Man denkt vom Ziel/Ideal (im Außen) her – nicht aus einer persönlichen „Innenansicht“.

Eine Auseinandersetzung mit dieser Stellung und auch ihrer Umsetzung auf das alltägliche Leben, steigert die Beziehungsfähigkeit, ordnet die Gefühle und gibt ein aufbauendes Herzempfinden.

Der beliebte Satz „Bleib so wie Du bist“  ist zwar vielleicht nett gemeint, steht allerdings der Entwicklungsfrage des Einzelnen entgegen.

„Die Raumfrage in seelischer Hinsicht korrespondiert nahe mit der Entwicklungsfrage und ihren freiheitlichen Bedingungen.“ (Zitat Heinz Grill, Seelendimension S. 47)

Förderlich entwickeln kann ein Mensch sich nur, wenn er genügend Raumzur Verfügung hat. Genauso wie eine Pflanze nur gut gedeihen kann, wenn sie ausreichend  Raum, Licht, Nährstoffe und Wasser bekommt.

Insofern kann man dieses Bild anwenden als Vergleich, dass auch ein Mensch sich nur förderlich entwickeln kann, wenn er von seinen Mitmenschen den Raum dafür gewährt bekommt.

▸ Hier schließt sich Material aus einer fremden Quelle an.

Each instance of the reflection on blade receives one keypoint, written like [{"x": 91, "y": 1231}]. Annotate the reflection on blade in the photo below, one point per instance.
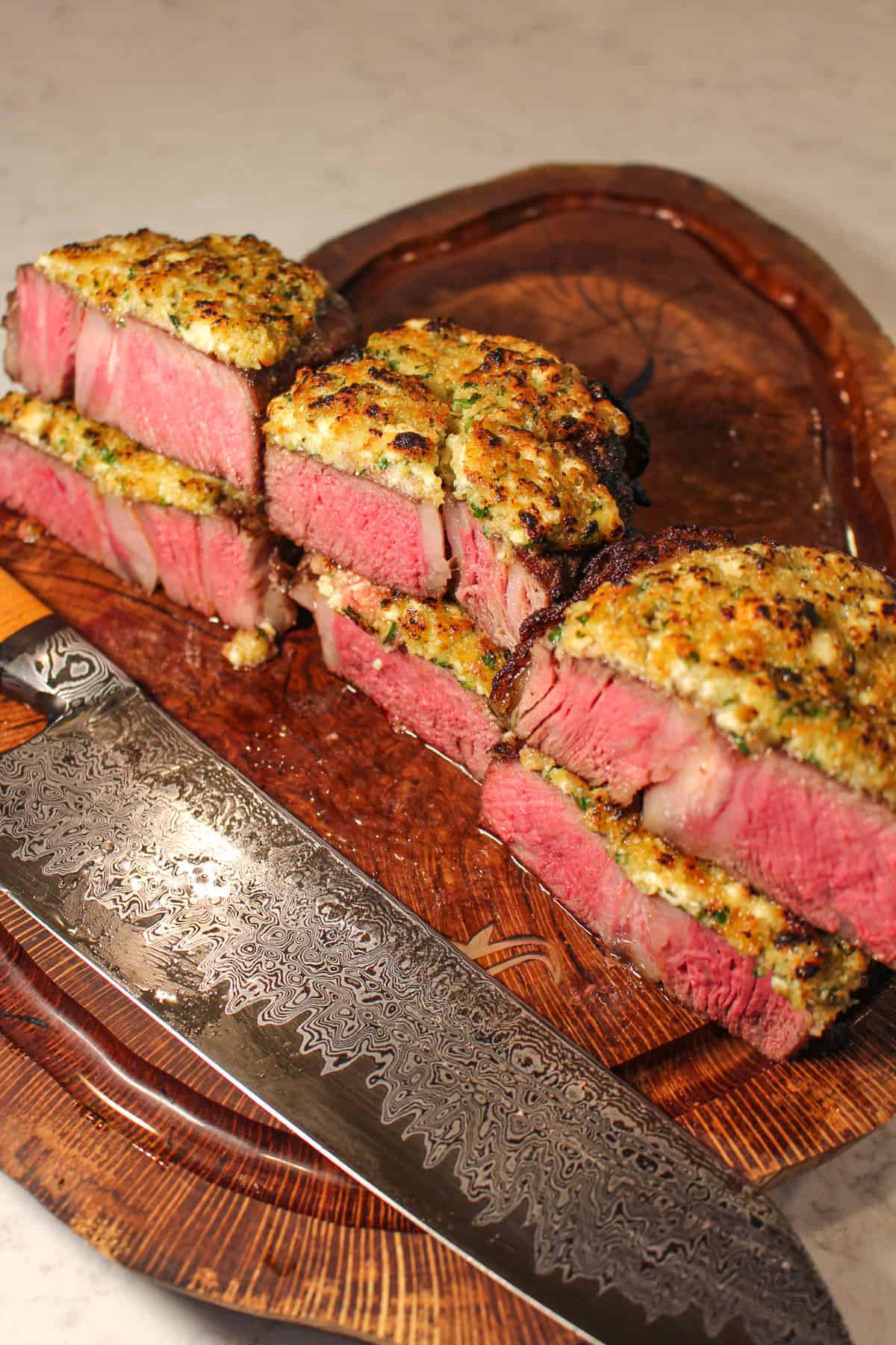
[{"x": 385, "y": 1047}]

Als Kind wird man geprägt von Eltern, Lehrern, seinem Umfeld, als Erwachsener jedoch, hat man die Möglichkeiten die gegebenen Prägungen, eigenen oder fremden Glaubensätze („….das wurde immer schon so gemacht“), oder auch Traumen, die man erfahren hat, selbst zu hinterfragen und objektiv anzusehen.

Man kann persönliche Angelegenheiten neu oder auch anders denken. Was möchte man bei sich selbst entwickeln? Was gibt es für Ziele und Wünsche? Wo begrenze ich mich selbst in der Entwicklung? Wo begrenze ich Andere?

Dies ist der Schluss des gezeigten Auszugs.